13.01.2020

Unzulässigkeit presseähnlicher gemeindlicher Internetangebote

LG Dortmund entscheidet zum Internetauftritt der Stadt Dortmund

Unzulässigkeit presseähnlicher gemeindlicher Internetangebote

LG Dortmund entscheidet zum Internetauftritt der Stadt Dortmund

Städte müssen sich bei ihrem Internetauftritt stärker auf rein kommunale Informationen beschränken. | © Scanrail - stock.adobe.com
Städte müssen sich bei ihrem Internetauftritt stärker auf rein kommunale Informationen beschränken. | © Scanrail - stock.adobe.com

Eingekleidet in eine wettbewerbsrechtliche Klage entschied das Landgericht Dortmund Anfang November 2019 über die Grenzen staatlicher Öffentlichkeitsarbeit und presseähnlicher Tätigkeiten durch Gemeinden (Urt. v. 8.11.2019 – AZ 3 O 262/17). In Fortentwicklung der Rechtsprechung des BGH von 2018 wendet es die Grundsätze der Staatsferne der Presse erstmals auch auf gemeindliche Internetpublikationen an.

Städtisches Internetportal zu presseähnlich

Der in Dortmund ansässige Lensing-Wolff Verlag, der unter anderem die „Ruhr-Nachrichten“ sowie zugehörige Digitalangebote herausgibt, ging erfolgreich gegen das Internetportal der Stadt Dortmund vor.

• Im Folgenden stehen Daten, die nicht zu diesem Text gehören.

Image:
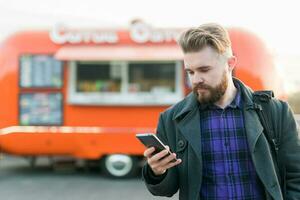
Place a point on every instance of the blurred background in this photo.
(53, 132)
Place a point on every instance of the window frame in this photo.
(113, 98)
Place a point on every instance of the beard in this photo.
(211, 94)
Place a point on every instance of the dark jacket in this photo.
(179, 128)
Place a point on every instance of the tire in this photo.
(120, 165)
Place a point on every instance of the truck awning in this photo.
(134, 53)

Dieses enthielt unter anderem aktuelle Nachrichten aus den Bereichen Politik, Sport, Wirtschaft und Kultur sowie einen Veranstaltungskalender. Dem Urteil zufolge verstößt die Stadt mit ihrem Angebot gegen das Gebot der Staatsferne der Presse. Das Internetportal betreffe Themen, die keinen Bezug zur Tätigkeit der Gemeinde aufweisen und sei zudem auch hinsichtlich seiner Aufmachung zu „presseähnlich“ gestaltet.

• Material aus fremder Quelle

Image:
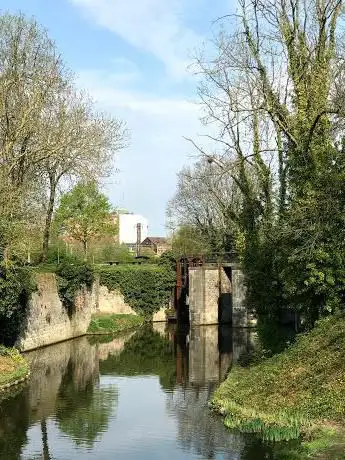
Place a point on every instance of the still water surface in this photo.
(139, 396)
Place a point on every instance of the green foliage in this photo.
(110, 324)
(189, 241)
(293, 392)
(84, 214)
(71, 279)
(16, 286)
(13, 365)
(146, 288)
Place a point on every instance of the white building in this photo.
(129, 225)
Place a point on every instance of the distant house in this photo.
(156, 244)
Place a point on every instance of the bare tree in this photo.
(81, 144)
(208, 201)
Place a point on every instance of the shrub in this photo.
(146, 288)
(71, 279)
(16, 286)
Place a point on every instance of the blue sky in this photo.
(132, 57)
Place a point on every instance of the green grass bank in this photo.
(112, 324)
(13, 366)
(299, 393)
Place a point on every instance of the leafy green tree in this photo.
(84, 214)
(188, 241)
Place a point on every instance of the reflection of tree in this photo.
(44, 431)
(146, 353)
(256, 449)
(83, 411)
(198, 429)
(14, 422)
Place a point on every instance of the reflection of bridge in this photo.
(213, 288)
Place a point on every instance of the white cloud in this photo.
(157, 150)
(154, 26)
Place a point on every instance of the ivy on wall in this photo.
(146, 288)
(71, 279)
(16, 286)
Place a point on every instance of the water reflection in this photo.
(142, 395)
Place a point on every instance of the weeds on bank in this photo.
(291, 394)
(12, 365)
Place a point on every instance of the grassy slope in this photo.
(12, 366)
(109, 324)
(298, 392)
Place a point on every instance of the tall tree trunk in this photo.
(49, 218)
(85, 249)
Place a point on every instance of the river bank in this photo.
(13, 367)
(299, 393)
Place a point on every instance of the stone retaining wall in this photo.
(48, 320)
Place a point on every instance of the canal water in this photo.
(142, 395)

Über eine vergleichbare Konstellation hat im Jahr 2018 bereits der BGH entschieden (Urt. v. 20.12.2018 – AZ I ZR 112/17). Im damaligen Verfahren klagte ein privates Presseunternehmen gegen die Verbreitung des „Crailsheimer Stadtblatts“, das von der beklagten Gemeinde als Amtsblatt mit redaktionellen Beiträgen und Anzeigenteil in gedruckter Form herausgegeben wurde.

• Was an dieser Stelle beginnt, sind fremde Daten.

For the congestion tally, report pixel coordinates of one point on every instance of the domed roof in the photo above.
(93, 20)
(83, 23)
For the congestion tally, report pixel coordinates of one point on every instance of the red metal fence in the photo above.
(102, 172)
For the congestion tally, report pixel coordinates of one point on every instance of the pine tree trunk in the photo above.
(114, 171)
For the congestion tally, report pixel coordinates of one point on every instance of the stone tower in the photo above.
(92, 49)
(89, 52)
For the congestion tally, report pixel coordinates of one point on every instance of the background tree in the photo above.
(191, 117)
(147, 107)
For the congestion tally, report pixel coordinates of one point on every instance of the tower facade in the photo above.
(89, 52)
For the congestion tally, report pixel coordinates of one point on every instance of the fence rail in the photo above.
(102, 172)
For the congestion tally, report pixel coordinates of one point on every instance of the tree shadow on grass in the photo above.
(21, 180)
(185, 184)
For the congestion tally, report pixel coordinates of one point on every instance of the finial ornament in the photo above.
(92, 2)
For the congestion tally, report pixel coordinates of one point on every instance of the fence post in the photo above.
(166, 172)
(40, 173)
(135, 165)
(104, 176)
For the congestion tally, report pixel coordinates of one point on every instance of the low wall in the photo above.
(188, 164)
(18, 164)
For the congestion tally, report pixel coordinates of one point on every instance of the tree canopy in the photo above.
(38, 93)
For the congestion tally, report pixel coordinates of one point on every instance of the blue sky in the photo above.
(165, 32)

Gebot der Staatsferne der Presse als Grenze kommunaler Selbstverwaltung und Marktverhaltensregel

Der rechtliche Kern der Entscheidungen des LG Dortmund und des BGH betrifft das Verhältnis zwischen der Institutsgarantie der freien Presse und der Garantie der kommunalen Selbstverwaltung. Teilgehalt der Institutsgarantie der freien Presse aus Art. 5 Abs. 1 S. 2 GG sind die Verbote der Beherrschung von Presseunternehmen durch den Staat sowie der lenkenden Einflussnahme auf die Presse, als Eingriffe in den demokratischen Meinungsbildungsprozess. Abzugrenzen ist dies jedoch von zulässiger Öffentlichkeitsarbeit des Staates. In engen Grenzen ist – anders als im linearen Rundfunk – staatliche Publikationstätigkeit zulässig.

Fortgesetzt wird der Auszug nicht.